11 § Right to participate in Annual General Meeting. Shareholders who wish to participate in proceedings at the Annual General Meeting must be included in the transcript of the entire share register pertaining to the situation no later than five (5) weekdays before the annual general meeting, and they must register with the Company no later than 4 p.m. of the day specified in the notice of the annual general meeting. This day may not be a Sunday, other general holiday, Saturday, Midsummer Eve, Christmas Eve, or New Year’s Eve, nor may it fall earlier than the fifth weekday before the annual general meeting. Shareholders or representatives may be accompanied by a maximum of two assistants at a annual general meeting, but only if the shareholder has notified the Company of the number of assistants in accordance with the preceding paragraph.

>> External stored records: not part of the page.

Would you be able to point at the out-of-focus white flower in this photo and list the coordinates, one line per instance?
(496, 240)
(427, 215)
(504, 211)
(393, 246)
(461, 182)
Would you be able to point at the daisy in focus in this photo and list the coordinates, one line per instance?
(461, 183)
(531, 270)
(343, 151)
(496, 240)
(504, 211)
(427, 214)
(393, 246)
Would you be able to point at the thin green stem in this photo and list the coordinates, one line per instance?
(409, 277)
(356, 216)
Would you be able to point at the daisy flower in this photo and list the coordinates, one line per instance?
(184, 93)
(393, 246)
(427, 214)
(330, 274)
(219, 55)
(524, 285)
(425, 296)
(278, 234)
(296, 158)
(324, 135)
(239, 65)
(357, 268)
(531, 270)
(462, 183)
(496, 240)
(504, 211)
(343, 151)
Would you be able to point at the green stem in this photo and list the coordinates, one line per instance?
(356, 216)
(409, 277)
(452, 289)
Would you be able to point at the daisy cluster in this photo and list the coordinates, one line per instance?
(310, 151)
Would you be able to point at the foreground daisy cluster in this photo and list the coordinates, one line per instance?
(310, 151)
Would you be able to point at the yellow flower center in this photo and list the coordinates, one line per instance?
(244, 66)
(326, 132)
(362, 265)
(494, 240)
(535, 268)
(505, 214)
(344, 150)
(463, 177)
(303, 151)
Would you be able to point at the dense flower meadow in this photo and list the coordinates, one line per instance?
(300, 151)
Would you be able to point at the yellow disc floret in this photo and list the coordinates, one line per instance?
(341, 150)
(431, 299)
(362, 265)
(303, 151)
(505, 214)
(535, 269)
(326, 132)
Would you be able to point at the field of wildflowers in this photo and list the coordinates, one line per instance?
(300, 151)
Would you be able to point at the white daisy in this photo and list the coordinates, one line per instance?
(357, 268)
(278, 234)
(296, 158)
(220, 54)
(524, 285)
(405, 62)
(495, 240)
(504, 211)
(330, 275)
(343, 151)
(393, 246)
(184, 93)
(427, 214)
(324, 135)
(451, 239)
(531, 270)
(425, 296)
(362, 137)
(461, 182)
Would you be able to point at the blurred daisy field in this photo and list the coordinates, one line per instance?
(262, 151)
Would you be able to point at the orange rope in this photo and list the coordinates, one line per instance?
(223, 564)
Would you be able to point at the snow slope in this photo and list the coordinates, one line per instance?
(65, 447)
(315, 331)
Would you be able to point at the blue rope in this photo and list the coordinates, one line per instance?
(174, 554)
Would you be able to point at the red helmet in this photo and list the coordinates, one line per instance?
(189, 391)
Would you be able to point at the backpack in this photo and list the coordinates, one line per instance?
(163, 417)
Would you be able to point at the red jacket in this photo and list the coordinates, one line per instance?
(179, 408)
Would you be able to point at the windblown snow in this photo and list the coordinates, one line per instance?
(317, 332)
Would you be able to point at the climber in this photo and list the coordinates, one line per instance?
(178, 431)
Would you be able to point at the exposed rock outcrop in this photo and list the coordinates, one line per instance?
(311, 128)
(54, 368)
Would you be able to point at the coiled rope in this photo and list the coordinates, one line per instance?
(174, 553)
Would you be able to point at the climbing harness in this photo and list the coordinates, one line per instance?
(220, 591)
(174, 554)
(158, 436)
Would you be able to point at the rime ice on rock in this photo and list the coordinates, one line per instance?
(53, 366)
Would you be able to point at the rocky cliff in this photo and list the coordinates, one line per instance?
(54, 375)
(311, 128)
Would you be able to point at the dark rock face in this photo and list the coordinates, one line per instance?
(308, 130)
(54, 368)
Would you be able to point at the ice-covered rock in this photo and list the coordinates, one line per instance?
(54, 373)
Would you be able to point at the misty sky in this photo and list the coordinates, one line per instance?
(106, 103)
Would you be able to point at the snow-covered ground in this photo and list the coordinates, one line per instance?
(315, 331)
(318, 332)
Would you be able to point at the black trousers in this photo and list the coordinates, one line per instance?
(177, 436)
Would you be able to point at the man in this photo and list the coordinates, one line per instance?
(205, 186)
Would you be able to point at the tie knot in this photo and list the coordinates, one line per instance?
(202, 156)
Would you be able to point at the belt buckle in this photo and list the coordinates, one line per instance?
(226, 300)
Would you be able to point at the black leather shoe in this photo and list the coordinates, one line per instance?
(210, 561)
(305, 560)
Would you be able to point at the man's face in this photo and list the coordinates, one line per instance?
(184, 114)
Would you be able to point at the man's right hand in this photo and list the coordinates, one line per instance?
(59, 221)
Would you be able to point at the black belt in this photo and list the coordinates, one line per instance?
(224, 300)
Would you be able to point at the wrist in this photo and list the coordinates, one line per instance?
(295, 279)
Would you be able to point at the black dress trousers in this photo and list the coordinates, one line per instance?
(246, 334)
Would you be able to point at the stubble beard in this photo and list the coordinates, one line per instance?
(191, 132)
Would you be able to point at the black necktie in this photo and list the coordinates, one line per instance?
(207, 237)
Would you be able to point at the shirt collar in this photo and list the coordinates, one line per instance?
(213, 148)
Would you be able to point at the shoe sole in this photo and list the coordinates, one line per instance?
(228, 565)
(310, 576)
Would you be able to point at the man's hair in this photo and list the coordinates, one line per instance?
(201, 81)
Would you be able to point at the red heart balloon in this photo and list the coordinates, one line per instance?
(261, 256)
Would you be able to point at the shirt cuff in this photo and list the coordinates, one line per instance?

12 § Location of Annual General Meeting. The Annual General Meeting may be held in Helsingborg or Stockholm.

13 § Annual General Meeting. The Annual General Meeting shall address the following matters:

  1. Election of the chairperson of the meeting;
  2. Preparation and approval of the voting list;
  3. Approval of the agenda;
  4. Election of one or two persons to verify the minutes;
  5. Determination of whether the meeting has been duly convened
  6. Presentation of the annual report and the auditors’ report and report on the consolidated accounts;
  7. Resolution to adopt the income statement and balance sheet as well as the consolidated income statement and consolidated balance sheet;
  8. Resolutions on appropriation of the Company’s profit or loss according to the adopted balance sheet;
  9. Resolution to discharge members of the board of directors and the Chief Executive Officer from liability;
  10. Determination of the number of board members and deputies, as well as, where appropriate, auditors and deputy auditors;
  11. Establishment of remuneration to the board of directors and, where applicable, the auditors;
  12. Election of board members and any deputies and, where appropriate, auditors and any deputy auditors; Other business to be addressed by the annual general meeting in accordance with the Swedish Companies Act or the Articles of Association.

These articles of association were adopted by the Annual General Meeting on 26 April 2011.